Lompat ke konten Lompat ke sidebar Lompat ke footer

Gunakan Dua Pengencer Darah Sekaligus Lebih Banyak Risiko Namun Hasil Tetap Sama

 

Sebuah publikasi baru di JAMA Internal Medicine berfokus pada pro minimal dan kontra mengenai penggabungan aspirin harian dengan obat dari kelas antikoagulan yang lebih baru yang mencakup apixaban, dabigatran, edoxaban dan rivaroxaban.

IMAGESGambar: www.honestdocs.id

Pasien menggunakan salah satu antikoagulan oral langsung yang dikenal sebagai DOAC untuk mencegah stroke dari fibrilasi atrium non-katup atau untuk pengobatan penyakit tromboemboli vena (trombosis vena dalam atau emboli paru). Pasien yang dimasukkan tidak memiliki alasan lain untuk mengonsumsi aspirin seperti riwayat serangan jantung atau riwayat penggantian katup jantung baru-baru ini. Para peneliti menemukan bahwa hampir sepertiga orang yang diresepkan DOAC juga mengonsumsi aspirin tanpa alasan yang jelas untuk penggunaan aspirin tersebut.

"Para pasien yang menjalani terapi kombinasi lebih mungkin mengalami peristiwa perdarahan tetapi mereka tidak cenderung mengalami pembekuan darah," kata penulis utama Jordan Schaefer, MD, asisten profesor penyakit dalam dan ahli hematologi di Michigan Medicine, akademisi tersebut. pusat medis Universitas Michigan. "Oleh karena itu, penting bagi pasien untuk bertanya kepada dokter mereka apakah mereka harus minum aspirin ketika mereka diresepkan antikoagulan oral langsung."

Kombinasi antikoagulan dan antiplatelet mungkin sesuai untuk orang yang baru saja mengalami serangan jantung, pemasangan stent koroner atau operasi bypass baru-baru ini, operasi katup mekanis sebelumnya atau penyakit arteri perifer yang diketahui, di antara kondisi lain, kata rekan penulis Geoffrey Barnes, MD , M.Sc., asisten profesor penyakit dalam dan ahli jantung vaskular di Michigan Medicine Frankel Cardiovascular Center.

Untuk yang lain, "terapi kombinasi mungkin tidak terjadi secara sengaja; sebaliknya, penambahan aspirin mungkin terlewatkan karena tidak ada di salah satu wilayah spesialis atau penyedia perawatan umum," kata Barnes.

Para penulis mencatat bahwa ada banyak kondisi dan situasi medis di mana penambahan aspirin dengan antikoagulan oral langsung belum dipelajari secara memadai.
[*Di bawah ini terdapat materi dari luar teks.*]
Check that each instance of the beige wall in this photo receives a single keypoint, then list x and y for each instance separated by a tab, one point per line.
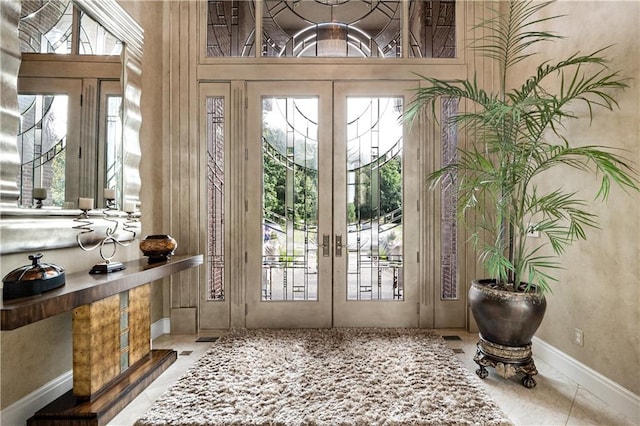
33	355
598	289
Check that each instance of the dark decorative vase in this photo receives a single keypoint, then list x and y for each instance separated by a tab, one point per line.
159	248
507	322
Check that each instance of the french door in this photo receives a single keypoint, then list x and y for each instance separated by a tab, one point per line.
331	173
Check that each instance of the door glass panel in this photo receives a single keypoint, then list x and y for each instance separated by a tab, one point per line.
374	198
448	209
41	143
290	198
215	188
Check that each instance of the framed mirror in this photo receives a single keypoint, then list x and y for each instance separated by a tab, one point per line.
70	106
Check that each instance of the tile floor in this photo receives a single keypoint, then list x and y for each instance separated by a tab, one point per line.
556	400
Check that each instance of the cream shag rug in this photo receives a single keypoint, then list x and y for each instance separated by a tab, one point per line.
327	377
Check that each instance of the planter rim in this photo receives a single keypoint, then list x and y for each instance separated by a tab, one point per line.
482	283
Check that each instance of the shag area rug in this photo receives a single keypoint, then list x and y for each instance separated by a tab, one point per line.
327	377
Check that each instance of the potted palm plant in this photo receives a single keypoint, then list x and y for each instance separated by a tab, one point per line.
516	136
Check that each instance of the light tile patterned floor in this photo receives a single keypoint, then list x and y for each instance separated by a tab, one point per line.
556	400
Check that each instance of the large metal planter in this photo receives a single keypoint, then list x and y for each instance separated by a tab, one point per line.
507	322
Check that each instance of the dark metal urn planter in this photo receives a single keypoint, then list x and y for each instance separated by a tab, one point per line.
507	321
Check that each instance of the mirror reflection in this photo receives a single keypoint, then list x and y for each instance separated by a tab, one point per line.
70	132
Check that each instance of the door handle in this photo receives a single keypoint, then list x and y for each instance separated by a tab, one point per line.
326	245
339	245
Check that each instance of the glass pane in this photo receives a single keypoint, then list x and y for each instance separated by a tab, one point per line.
331	28
215	188
42	138
113	147
230	28
374	199
448	212
290	198
45	26
432	29
95	40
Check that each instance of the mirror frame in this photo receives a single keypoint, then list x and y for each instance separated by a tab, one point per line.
28	229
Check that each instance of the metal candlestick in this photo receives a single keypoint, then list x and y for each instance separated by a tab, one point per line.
85	226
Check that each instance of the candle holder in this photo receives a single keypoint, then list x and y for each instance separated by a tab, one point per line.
86	226
39	194
110	204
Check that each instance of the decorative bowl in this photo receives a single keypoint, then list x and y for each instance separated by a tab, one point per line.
158	248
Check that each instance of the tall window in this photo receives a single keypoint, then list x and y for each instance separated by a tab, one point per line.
215	189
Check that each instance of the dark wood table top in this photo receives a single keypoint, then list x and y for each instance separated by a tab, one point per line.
81	288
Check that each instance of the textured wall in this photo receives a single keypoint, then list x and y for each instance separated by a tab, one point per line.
598	290
44	349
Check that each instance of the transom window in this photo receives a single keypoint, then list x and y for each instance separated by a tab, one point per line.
331	28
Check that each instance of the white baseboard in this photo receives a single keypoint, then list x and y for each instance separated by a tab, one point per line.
160	327
619	398
17	413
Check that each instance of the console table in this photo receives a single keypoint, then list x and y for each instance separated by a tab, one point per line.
112	357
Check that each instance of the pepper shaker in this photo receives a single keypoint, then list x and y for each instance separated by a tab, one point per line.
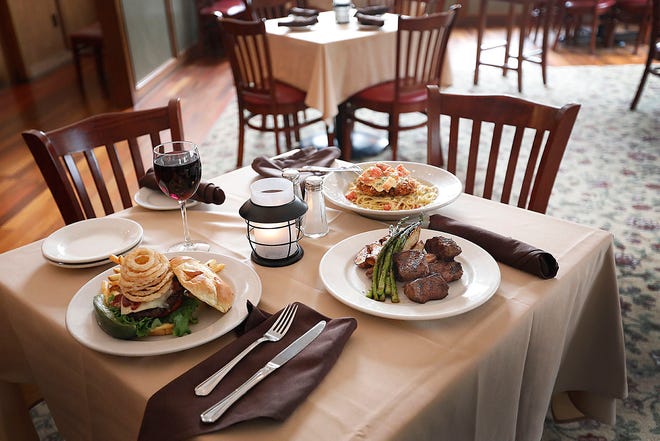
293	175
315	223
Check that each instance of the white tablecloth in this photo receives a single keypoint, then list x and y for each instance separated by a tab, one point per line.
484	375
333	61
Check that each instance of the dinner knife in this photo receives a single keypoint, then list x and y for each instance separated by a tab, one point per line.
214	412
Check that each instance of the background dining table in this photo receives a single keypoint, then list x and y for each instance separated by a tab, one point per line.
333	61
486	374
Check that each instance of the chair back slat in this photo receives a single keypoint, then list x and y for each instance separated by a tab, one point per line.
492	161
247	49
420	49
99	181
527	143
85	156
120	177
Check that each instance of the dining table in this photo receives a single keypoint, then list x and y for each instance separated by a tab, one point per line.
332	61
487	373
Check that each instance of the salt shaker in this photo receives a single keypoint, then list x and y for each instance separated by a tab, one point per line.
314	222
293	175
342	10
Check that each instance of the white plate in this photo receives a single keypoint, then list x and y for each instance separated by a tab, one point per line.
91	240
101	262
349	284
156	200
335	187
245	282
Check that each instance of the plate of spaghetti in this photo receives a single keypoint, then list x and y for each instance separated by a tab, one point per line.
391	190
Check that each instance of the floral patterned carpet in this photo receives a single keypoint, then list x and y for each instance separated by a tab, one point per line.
609	179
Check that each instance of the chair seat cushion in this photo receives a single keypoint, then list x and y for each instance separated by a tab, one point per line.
384	93
227	8
588	5
284	94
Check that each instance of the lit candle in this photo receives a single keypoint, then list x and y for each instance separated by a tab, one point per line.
275	241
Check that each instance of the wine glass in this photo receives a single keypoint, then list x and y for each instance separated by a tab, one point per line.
178	170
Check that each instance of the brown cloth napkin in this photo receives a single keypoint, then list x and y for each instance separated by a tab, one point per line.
504	249
297	22
373	10
272	168
369	20
173	412
303	12
206	192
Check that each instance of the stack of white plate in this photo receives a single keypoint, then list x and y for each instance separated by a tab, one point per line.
90	242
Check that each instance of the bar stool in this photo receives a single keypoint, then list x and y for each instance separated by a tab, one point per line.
88	41
519	19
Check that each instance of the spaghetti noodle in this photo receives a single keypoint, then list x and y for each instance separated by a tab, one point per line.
387	188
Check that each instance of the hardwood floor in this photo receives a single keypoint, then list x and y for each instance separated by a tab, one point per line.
205	86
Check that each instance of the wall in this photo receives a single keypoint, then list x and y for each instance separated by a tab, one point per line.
39	29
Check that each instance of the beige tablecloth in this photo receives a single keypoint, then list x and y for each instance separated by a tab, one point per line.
333	61
484	375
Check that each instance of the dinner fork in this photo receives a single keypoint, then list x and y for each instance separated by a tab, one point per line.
318	169
275	333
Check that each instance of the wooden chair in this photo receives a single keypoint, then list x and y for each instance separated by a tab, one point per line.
653	55
88	41
415	8
82	162
539	137
521	17
420	53
208	12
572	14
638	13
258	93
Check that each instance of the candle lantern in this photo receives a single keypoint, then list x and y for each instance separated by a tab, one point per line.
273	216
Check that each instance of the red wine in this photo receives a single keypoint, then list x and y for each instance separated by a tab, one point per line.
178	176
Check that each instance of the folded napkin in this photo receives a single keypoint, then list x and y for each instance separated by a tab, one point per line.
373	10
297	22
504	249
369	20
173	412
303	12
206	192
272	168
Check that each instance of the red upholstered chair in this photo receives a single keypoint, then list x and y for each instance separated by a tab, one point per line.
420	52
637	13
528	164
208	12
572	14
652	66
259	94
82	162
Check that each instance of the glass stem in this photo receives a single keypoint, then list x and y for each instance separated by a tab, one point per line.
187	242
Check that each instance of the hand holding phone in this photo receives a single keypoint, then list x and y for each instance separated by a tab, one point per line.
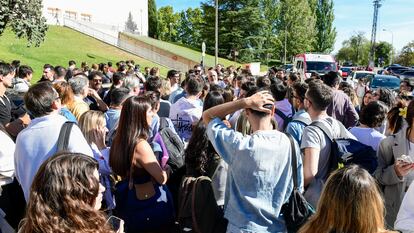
116	223
403	165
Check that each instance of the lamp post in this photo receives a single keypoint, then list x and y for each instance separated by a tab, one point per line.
284	59
392	44
216	35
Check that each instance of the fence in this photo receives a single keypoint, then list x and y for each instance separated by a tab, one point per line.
92	31
130	44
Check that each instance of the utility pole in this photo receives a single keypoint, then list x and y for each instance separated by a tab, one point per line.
377	5
216	35
392	45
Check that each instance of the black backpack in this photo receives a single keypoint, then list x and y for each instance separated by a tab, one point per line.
64	135
198	211
347	151
286	119
173	143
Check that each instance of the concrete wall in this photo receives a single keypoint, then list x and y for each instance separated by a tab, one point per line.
155	54
103	13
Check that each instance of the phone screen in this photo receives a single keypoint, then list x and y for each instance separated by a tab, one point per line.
115	222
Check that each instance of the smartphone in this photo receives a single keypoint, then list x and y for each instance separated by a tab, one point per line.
116	223
405	159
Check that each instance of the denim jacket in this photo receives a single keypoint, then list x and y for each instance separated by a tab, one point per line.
259	176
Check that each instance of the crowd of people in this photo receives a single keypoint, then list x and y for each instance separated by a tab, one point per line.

Schaefer menambahkan bahwa mereka berencana untuk mengkonfirmasi temuan studi mereka dalam studi yang lebih besar dan lebih lama karena tidak banyak pembekuan darah yang terjadi selama jangka waktu studi ini, berpotensi membatasi kemampuan mereka untuk menilai apakah aspirin dapat bermanfaat.

Sebelumnya, Schaefer dan Barnes juga melaporkan peningkatan yang signifikan pada hasil yang merugikan untuk orang yang memakai aspirin dan warfarin, jenis antikoagulan yang berbeda.

Schaefer awalnya mempresentasikan hasil studi kohort berbasis registri ini pada pertemuan tahunan American Society of Hematology 2019.